In 2015, in a stark example of this, David Cameron’s government failed to intervene when the closure of a steel furnace in the Teesside town of Redcar led to 6,000 people losing their jobs. Worse, the government refused to allow an application for £5 million from an EU fund to help with the crisis.
If the British state cannot distribute funding fairly to the areas that need it most, more and more people will wonder what the point in Britain is at all.
A new devolution settlement, instead of lumping areas together in new configurations and imposing structures from above, needs to restore a proper share of national spending to councils and remove arbitrary limits on councils borrowing to build social housing.
Money must be clearly distributed to areas according to need, fairly and transparently, with a funding formula allocating money on the basis of factors such as poverty levels, levels of ill-health and old age, and environmental and infrastructure quality.
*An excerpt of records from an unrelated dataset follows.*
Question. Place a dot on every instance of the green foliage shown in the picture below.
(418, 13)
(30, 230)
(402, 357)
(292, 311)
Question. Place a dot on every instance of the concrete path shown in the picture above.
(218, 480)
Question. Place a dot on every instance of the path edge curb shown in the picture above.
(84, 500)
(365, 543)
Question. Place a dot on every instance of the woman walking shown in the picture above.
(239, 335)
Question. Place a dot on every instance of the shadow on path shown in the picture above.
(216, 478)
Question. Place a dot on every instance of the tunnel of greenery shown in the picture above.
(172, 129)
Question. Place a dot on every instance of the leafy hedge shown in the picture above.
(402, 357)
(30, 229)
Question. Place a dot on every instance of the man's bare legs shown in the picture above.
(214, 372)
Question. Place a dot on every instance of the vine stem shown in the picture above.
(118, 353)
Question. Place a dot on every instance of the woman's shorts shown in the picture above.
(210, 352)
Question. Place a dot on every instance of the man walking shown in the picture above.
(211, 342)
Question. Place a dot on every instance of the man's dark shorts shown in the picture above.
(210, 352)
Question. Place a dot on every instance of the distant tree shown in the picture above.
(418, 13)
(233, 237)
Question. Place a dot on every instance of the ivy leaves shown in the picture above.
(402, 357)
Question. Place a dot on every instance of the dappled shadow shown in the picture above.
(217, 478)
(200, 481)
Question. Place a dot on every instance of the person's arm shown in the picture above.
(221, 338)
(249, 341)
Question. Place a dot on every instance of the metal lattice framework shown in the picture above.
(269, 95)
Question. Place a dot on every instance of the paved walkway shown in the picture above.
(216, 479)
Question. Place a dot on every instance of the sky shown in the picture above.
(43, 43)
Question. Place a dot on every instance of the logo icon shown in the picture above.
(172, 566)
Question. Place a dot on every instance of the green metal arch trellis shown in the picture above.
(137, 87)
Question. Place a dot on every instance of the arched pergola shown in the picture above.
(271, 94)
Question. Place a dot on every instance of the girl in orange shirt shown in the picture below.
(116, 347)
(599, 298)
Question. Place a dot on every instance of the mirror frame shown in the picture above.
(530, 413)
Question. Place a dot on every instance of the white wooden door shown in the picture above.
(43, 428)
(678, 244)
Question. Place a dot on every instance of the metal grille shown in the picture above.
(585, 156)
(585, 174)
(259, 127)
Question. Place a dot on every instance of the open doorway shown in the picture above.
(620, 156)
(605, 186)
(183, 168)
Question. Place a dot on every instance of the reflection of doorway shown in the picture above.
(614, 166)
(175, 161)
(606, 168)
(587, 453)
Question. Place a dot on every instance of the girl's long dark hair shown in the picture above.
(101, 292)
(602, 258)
And a new funding settlement for local government shouldn’t be up to governments to change on a whim by ministerial fiat. It should be for public debate, not buried in technicalities.
Over-centralised Westminster rule has hung England’s regions out to dry, leaving lives and opportunities parched. And people are rightly angry. The EU referendum result was a vote for returning power to where people can reach it. Now the government needs to put its money – our money – where its mouth is, restoring the means for local governments to serve their communities; and making sure local people can take part fully in decision-making.